Dr. Martin Luther King giving his “I Have a Dream” speech during the March on Washington in Washington, D.C., on 28 August 1963. Photo from Wikipedia

Sixth District Councilman Dee Andrews is introducing an agenda item for the August 13th Long Beach City Council meeting to recognize the 50th Anniversary of Dr. Martin Luther King, Jr’s, “I Have a Dream” speech. The City Council meeting is located at City Hall, 333 West Ocean Blvd., Lobby Level, Long Beach, CA.

Councilman Andrews is requesting that the Long Beach City Council recognize the 50th Anniversary of Dr. Martin Luther King, Jr.’s “I Have a Dream” Speech and adopt a motion encouraging residents to acknowledge the August 28th Anniversary.

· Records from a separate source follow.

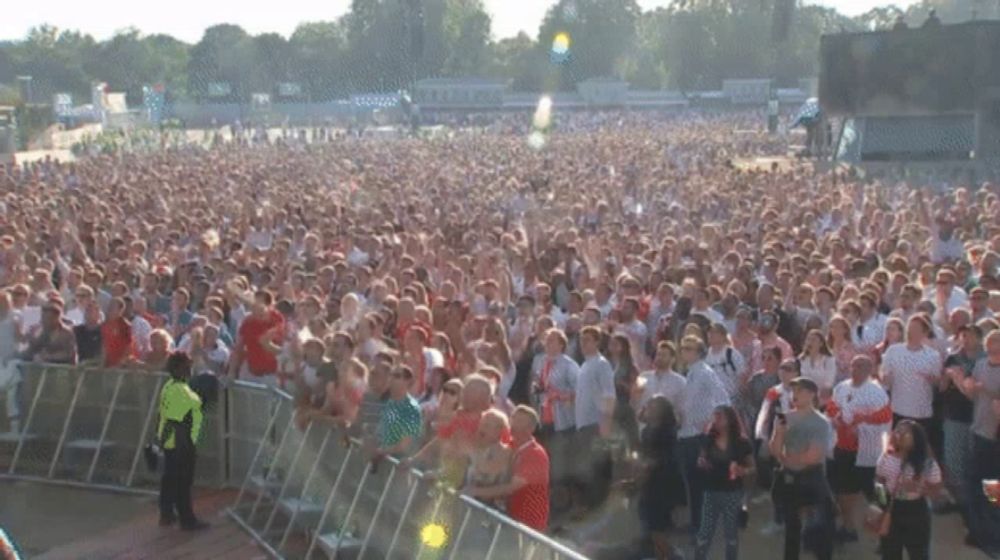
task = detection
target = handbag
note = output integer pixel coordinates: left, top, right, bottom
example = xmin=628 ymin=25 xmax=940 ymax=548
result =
xmin=864 ymin=471 xmax=902 ymax=537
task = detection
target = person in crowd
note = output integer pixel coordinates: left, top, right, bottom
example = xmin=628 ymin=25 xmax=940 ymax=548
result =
xmin=19 ymin=303 xmax=76 ymax=365
xmin=228 ymin=290 xmax=284 ymax=386
xmin=608 ymin=333 xmax=640 ymax=448
xmin=754 ymin=356 xmax=800 ymax=536
xmin=827 ymin=315 xmax=860 ymax=384
xmin=730 ymin=307 xmax=763 ymax=376
xmin=184 ymin=325 xmax=230 ymax=376
xmin=408 ymin=374 xmax=493 ymax=488
xmin=530 ymin=327 xmax=578 ymax=486
xmin=757 ymin=311 xmax=794 ymax=362
xmin=157 ymin=351 xmax=208 ymax=531
xmin=874 ymin=420 xmax=943 ymax=560
xmin=872 ymin=317 xmax=905 ymax=367
xmin=826 ymin=354 xmax=892 ymax=542
xmin=881 ymin=314 xmax=943 ymax=435
xmin=939 ymin=324 xmax=983 ymax=518
xmin=855 ymin=292 xmax=888 ymax=352
xmin=695 ymin=405 xmax=754 ymax=560
xmin=574 ymin=326 xmax=617 ymax=510
xmin=635 ymin=340 xmax=686 ymax=423
xmin=143 ymin=329 xmax=173 ymax=371
xmin=743 ymin=347 xmax=782 ymax=442
xmin=770 ymin=377 xmax=835 ymax=560
xmin=705 ymin=323 xmax=746 ymax=401
xmin=373 ymin=365 xmax=423 ymax=460
xmin=101 ymin=297 xmax=135 ymax=367
xmin=799 ymin=329 xmax=837 ymax=403
xmin=465 ymin=406 xmax=550 ymax=531
xmin=949 ymin=330 xmax=1000 ymax=555
xmin=422 ymin=376 xmax=463 ymax=443
xmin=677 ymin=335 xmax=730 ymax=534
xmin=465 ymin=409 xmax=512 ymax=508
xmin=633 ymin=395 xmax=684 ymax=560
xmin=73 ymin=301 xmax=104 ymax=365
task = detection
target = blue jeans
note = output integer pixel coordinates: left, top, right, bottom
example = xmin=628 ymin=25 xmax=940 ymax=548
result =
xmin=679 ymin=435 xmax=707 ymax=531
xmin=695 ymin=489 xmax=742 ymax=560
xmin=942 ymin=419 xmax=973 ymax=507
xmin=966 ymin=435 xmax=1000 ymax=549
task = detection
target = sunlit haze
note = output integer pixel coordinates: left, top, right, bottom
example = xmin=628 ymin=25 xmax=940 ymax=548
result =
xmin=0 ymin=0 xmax=919 ymax=43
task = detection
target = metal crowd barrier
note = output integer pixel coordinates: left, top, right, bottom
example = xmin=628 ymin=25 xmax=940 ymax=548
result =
xmin=0 ymin=363 xmax=232 ymax=492
xmin=0 ymin=364 xmax=588 ymax=560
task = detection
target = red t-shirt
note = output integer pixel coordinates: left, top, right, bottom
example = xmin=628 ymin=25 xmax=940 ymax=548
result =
xmin=101 ymin=317 xmax=134 ymax=367
xmin=437 ymin=409 xmax=482 ymax=442
xmin=238 ymin=310 xmax=285 ymax=376
xmin=507 ymin=438 xmax=550 ymax=532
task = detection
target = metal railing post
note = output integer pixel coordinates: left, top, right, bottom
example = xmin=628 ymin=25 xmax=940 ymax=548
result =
xmin=305 ymin=445 xmax=356 ymax=559
xmin=357 ymin=464 xmax=398 ymax=558
xmin=330 ymin=462 xmax=372 ymax=558
xmin=247 ymin=402 xmax=296 ymax=523
xmin=126 ymin=375 xmax=164 ymax=488
xmin=384 ymin=474 xmax=421 ymax=558
xmin=86 ymin=371 xmax=125 ymax=482
xmin=47 ymin=368 xmax=88 ymax=478
xmin=9 ymin=366 xmax=48 ymax=474
xmin=445 ymin=508 xmax=473 ymax=560
xmin=414 ymin=492 xmax=446 ymax=558
xmin=483 ymin=523 xmax=503 ymax=560
xmin=278 ymin=426 xmax=335 ymax=552
xmin=231 ymin=387 xmax=282 ymax=509
xmin=262 ymin=420 xmax=314 ymax=536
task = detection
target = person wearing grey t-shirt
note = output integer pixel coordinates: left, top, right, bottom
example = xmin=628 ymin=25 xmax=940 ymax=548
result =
xmin=949 ymin=331 xmax=1000 ymax=552
xmin=770 ymin=377 xmax=835 ymax=560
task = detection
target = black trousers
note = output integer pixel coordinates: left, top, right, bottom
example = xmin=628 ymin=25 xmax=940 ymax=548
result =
xmin=781 ymin=466 xmax=834 ymax=560
xmin=880 ymin=498 xmax=931 ymax=560
xmin=575 ymin=425 xmax=613 ymax=509
xmin=160 ymin=446 xmax=197 ymax=524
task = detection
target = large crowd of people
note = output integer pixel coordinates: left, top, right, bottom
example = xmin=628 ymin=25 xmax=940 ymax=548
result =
xmin=2 ymin=109 xmax=1000 ymax=559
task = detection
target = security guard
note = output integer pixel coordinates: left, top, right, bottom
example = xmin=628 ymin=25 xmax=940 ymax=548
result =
xmin=158 ymin=351 xmax=209 ymax=530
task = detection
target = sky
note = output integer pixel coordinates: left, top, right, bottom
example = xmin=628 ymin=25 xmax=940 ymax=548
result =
xmin=0 ymin=0 xmax=918 ymax=44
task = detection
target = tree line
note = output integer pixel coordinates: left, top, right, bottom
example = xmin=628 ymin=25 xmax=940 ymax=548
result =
xmin=0 ymin=0 xmax=984 ymax=106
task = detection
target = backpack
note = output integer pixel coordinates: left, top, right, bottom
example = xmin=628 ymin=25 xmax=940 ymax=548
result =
xmin=725 ymin=347 xmax=736 ymax=374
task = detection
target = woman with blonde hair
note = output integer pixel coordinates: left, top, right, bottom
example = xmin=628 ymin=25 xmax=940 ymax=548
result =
xmin=827 ymin=315 xmax=859 ymax=385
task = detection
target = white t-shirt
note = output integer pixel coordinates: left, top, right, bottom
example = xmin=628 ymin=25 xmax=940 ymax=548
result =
xmin=704 ymin=346 xmax=745 ymax=398
xmin=876 ymin=452 xmax=942 ymax=500
xmin=801 ymin=354 xmax=838 ymax=393
xmin=636 ymin=369 xmax=686 ymax=416
xmin=831 ymin=379 xmax=891 ymax=467
xmin=882 ymin=343 xmax=943 ymax=419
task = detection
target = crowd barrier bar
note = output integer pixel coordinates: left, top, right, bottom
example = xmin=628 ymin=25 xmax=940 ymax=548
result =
xmin=0 ymin=363 xmax=590 ymax=560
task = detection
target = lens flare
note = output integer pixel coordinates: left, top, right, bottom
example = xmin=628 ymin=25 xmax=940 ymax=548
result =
xmin=552 ymin=32 xmax=571 ymax=55
xmin=420 ymin=523 xmax=448 ymax=549
xmin=533 ymin=95 xmax=553 ymax=130
xmin=527 ymin=130 xmax=547 ymax=150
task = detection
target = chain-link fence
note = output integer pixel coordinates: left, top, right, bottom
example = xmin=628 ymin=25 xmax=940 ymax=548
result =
xmin=0 ymin=364 xmax=588 ymax=560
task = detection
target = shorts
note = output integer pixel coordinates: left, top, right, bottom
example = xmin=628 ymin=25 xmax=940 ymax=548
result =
xmin=830 ymin=447 xmax=875 ymax=498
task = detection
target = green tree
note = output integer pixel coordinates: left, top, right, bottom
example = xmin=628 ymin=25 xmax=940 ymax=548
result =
xmin=289 ymin=21 xmax=349 ymax=100
xmin=491 ymin=32 xmax=545 ymax=91
xmin=537 ymin=0 xmax=642 ymax=90
xmin=187 ymin=24 xmax=254 ymax=101
xmin=440 ymin=0 xmax=492 ymax=76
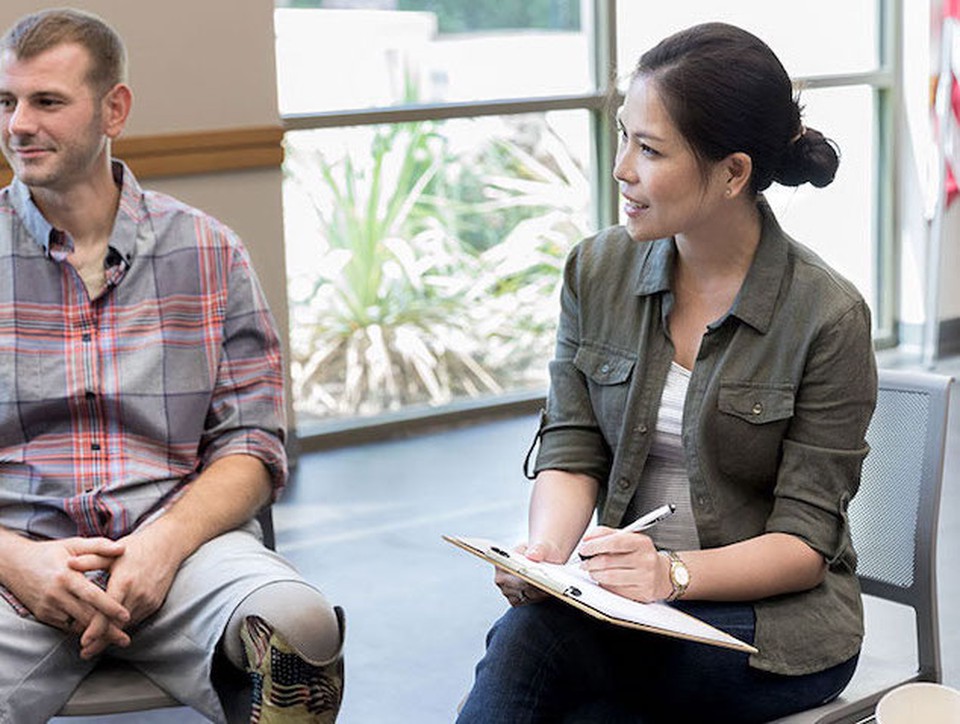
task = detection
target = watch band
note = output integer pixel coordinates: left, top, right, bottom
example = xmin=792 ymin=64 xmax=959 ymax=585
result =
xmin=663 ymin=550 xmax=690 ymax=602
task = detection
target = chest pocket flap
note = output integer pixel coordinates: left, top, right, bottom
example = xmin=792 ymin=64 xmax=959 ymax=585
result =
xmin=573 ymin=346 xmax=635 ymax=385
xmin=719 ymin=382 xmax=795 ymax=424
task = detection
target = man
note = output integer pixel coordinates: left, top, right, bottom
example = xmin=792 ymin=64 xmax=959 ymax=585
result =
xmin=0 ymin=9 xmax=343 ymax=723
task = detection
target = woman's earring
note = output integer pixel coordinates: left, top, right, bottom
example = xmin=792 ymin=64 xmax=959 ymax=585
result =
xmin=725 ymin=188 xmax=732 ymax=197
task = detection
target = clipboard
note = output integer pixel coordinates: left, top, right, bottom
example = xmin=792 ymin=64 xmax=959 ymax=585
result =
xmin=444 ymin=534 xmax=757 ymax=654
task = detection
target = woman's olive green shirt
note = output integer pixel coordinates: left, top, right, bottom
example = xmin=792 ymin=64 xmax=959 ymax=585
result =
xmin=533 ymin=200 xmax=877 ymax=675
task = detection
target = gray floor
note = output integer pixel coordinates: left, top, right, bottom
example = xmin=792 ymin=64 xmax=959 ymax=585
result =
xmin=52 ymin=356 xmax=960 ymax=723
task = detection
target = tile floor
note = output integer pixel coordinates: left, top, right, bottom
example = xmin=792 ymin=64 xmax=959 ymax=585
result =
xmin=52 ymin=357 xmax=960 ymax=723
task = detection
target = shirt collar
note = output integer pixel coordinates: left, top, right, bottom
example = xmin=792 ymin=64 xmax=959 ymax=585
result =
xmin=107 ymin=160 xmax=143 ymax=267
xmin=632 ymin=237 xmax=675 ymax=297
xmin=630 ymin=196 xmax=788 ymax=335
xmin=10 ymin=159 xmax=142 ymax=267
xmin=727 ymin=197 xmax=789 ymax=334
xmin=9 ymin=176 xmax=61 ymax=255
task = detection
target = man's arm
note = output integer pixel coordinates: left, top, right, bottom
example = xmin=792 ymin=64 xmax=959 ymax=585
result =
xmin=74 ymin=453 xmax=272 ymax=658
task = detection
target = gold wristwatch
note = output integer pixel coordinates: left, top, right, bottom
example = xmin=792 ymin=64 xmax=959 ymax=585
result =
xmin=663 ymin=550 xmax=690 ymax=602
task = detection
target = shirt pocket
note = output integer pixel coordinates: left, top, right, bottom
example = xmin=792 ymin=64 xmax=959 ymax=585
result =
xmin=714 ymin=381 xmax=795 ymax=487
xmin=573 ymin=345 xmax=636 ymax=442
xmin=718 ymin=381 xmax=795 ymax=424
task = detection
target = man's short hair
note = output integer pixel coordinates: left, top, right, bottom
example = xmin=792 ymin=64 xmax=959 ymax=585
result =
xmin=0 ymin=8 xmax=127 ymax=94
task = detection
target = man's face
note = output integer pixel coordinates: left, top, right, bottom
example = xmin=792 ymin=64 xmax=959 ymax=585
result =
xmin=0 ymin=43 xmax=110 ymax=193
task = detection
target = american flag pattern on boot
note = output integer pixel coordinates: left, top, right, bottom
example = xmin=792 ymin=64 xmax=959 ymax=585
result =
xmin=240 ymin=614 xmax=344 ymax=723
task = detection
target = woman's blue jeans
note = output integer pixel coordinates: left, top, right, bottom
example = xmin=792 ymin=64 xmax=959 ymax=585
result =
xmin=457 ymin=598 xmax=858 ymax=723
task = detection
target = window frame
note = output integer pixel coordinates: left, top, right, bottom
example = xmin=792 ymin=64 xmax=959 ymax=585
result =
xmin=279 ymin=0 xmax=897 ymax=450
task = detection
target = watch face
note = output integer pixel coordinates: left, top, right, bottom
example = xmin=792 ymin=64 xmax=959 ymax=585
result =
xmin=674 ymin=562 xmax=690 ymax=586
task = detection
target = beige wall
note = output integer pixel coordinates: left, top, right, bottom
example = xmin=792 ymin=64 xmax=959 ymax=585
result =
xmin=0 ymin=1 xmax=280 ymax=132
xmin=0 ymin=1 xmax=294 ymax=424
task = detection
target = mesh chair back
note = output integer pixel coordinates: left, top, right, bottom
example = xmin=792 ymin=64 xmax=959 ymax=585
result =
xmin=849 ymin=368 xmax=951 ymax=683
xmin=852 ymin=385 xmax=928 ymax=591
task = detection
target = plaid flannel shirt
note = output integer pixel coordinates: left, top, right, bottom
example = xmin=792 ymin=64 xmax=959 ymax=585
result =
xmin=0 ymin=161 xmax=287 ymax=614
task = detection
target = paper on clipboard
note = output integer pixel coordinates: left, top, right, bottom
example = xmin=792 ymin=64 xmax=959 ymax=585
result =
xmin=443 ymin=534 xmax=757 ymax=654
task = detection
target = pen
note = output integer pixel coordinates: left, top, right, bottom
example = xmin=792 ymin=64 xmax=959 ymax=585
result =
xmin=579 ymin=503 xmax=676 ymax=560
xmin=621 ymin=503 xmax=676 ymax=533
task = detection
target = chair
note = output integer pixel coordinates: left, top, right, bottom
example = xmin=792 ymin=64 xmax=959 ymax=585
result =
xmin=772 ymin=368 xmax=953 ymax=724
xmin=55 ymin=506 xmax=277 ymax=717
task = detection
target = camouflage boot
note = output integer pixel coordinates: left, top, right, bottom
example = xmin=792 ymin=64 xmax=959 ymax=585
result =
xmin=240 ymin=607 xmax=345 ymax=723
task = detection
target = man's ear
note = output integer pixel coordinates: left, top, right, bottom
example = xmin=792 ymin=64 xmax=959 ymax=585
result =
xmin=102 ymin=83 xmax=132 ymax=139
xmin=723 ymin=152 xmax=753 ymax=198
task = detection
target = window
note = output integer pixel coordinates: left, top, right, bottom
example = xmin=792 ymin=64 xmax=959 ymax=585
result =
xmin=275 ymin=0 xmax=894 ymax=441
xmin=283 ymin=112 xmax=591 ymax=421
xmin=615 ymin=0 xmax=893 ymax=336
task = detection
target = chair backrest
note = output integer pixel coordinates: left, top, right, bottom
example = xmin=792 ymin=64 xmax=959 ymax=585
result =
xmin=850 ymin=368 xmax=952 ymax=684
xmin=258 ymin=505 xmax=276 ymax=550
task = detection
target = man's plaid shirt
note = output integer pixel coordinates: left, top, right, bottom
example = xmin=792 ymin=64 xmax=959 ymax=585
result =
xmin=0 ymin=161 xmax=287 ymax=613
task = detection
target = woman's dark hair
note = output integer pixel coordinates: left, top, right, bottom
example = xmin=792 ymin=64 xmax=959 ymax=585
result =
xmin=634 ymin=22 xmax=838 ymax=193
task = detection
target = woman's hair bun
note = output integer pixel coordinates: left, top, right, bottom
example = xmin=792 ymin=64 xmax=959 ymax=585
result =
xmin=774 ymin=127 xmax=840 ymax=188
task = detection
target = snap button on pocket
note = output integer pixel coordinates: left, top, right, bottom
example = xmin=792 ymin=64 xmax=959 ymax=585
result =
xmin=573 ymin=346 xmax=635 ymax=385
xmin=617 ymin=477 xmax=631 ymax=491
xmin=718 ymin=382 xmax=794 ymax=424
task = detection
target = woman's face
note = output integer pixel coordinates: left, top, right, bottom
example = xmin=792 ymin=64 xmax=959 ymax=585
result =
xmin=613 ymin=75 xmax=727 ymax=243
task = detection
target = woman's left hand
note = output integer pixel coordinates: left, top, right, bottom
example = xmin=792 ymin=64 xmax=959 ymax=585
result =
xmin=577 ymin=527 xmax=673 ymax=602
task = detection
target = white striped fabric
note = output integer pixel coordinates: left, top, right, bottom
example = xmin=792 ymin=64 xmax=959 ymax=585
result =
xmin=632 ymin=361 xmax=701 ymax=551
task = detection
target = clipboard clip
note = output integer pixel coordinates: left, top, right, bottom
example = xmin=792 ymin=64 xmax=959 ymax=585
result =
xmin=486 ymin=541 xmax=580 ymax=599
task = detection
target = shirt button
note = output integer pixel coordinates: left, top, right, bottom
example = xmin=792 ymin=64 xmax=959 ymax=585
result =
xmin=82 ymin=333 xmax=92 ymax=342
xmin=600 ymin=363 xmax=611 ymax=373
xmin=752 ymin=402 xmax=763 ymax=415
xmin=636 ymin=423 xmax=648 ymax=435
xmin=91 ymin=443 xmax=101 ymax=451
xmin=617 ymin=477 xmax=631 ymax=491
xmin=85 ymin=390 xmax=95 ymax=400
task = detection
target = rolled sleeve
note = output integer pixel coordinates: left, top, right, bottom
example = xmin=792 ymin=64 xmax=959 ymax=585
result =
xmin=765 ymin=300 xmax=876 ymax=567
xmin=534 ymin=361 xmax=612 ymax=482
xmin=200 ymin=243 xmax=288 ymax=496
xmin=767 ymin=439 xmax=867 ymax=564
xmin=534 ymin=245 xmax=612 ymax=482
xmin=202 ymin=427 xmax=288 ymax=497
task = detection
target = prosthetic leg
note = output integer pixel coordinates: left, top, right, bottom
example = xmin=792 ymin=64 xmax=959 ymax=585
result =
xmin=223 ymin=581 xmax=345 ymax=723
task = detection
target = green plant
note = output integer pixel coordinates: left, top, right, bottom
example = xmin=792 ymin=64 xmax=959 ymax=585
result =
xmin=285 ymin=122 xmax=504 ymax=418
xmin=284 ymin=114 xmax=591 ymax=421
xmin=469 ymin=117 xmax=592 ymax=365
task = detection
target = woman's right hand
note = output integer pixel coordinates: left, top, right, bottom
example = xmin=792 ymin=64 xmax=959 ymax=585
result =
xmin=495 ymin=541 xmax=562 ymax=606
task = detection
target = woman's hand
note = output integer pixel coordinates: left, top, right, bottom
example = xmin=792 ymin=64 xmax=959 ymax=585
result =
xmin=495 ymin=541 xmax=564 ymax=606
xmin=578 ymin=527 xmax=673 ymax=603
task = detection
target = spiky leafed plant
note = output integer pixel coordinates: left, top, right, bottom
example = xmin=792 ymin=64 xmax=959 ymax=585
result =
xmin=285 ymin=121 xmax=504 ymax=419
xmin=463 ymin=117 xmax=592 ymax=377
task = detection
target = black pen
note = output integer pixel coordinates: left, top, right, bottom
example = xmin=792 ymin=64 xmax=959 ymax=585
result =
xmin=579 ymin=503 xmax=676 ymax=560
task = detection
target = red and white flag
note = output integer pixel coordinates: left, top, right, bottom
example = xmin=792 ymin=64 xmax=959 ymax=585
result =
xmin=935 ymin=0 xmax=960 ymax=206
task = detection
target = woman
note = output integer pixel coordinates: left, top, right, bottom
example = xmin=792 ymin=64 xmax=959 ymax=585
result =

“I Have a Dream” is a public speech delivered by American activist Martin Luther King, Jr. on August 28, 1963, in which he called for an end to racism in the United States. Delivered to over 250,000 civil rights supporters from the steps of the Lincoln Memorial during the March on Washington for Jobs and Freedom, the speech was a defining moment of the American Civil Rights Movement.

Beginning with a reference to the Emancipation Proclamation, which freed millions of slaves in 1863, King examines that: “one hundred years later, the Negro still is not free”. At the end of the speech, King departed from his prepared text for a partly improvised peroration on the theme of “I Have a Dream”. In this part of the speech, which most excited the listeners and has now become the most famous, King described his dreams of freedom and equality arising from a land of slavery and hatred. The speech was ranked the top American speech of the 20th century by a 1999 poll of scholars of public address.

“This monumental dialogue has changed millions of lives throughout the world. Its foundation restored hope to all and freed the human spirit”, said Councilman Dee Andrews. Councilman Steven Neal and Councilwoman Dr. Suja Lowenthal also signed onto the agenda item.

In a particularly memorable passage, King declared, “…When we allow freedom to ring, when we let it ring from every village and every hamlet, from every state and every city, we will be able to speed up that day when all of God’s children, black men and white men, Jews and Gentiles, Protestants and Catholics, will be able to join hands and sing in the words of the old Negro spiritual, ‘Free at last, free at last. Thank God Almighty, we are free at last.”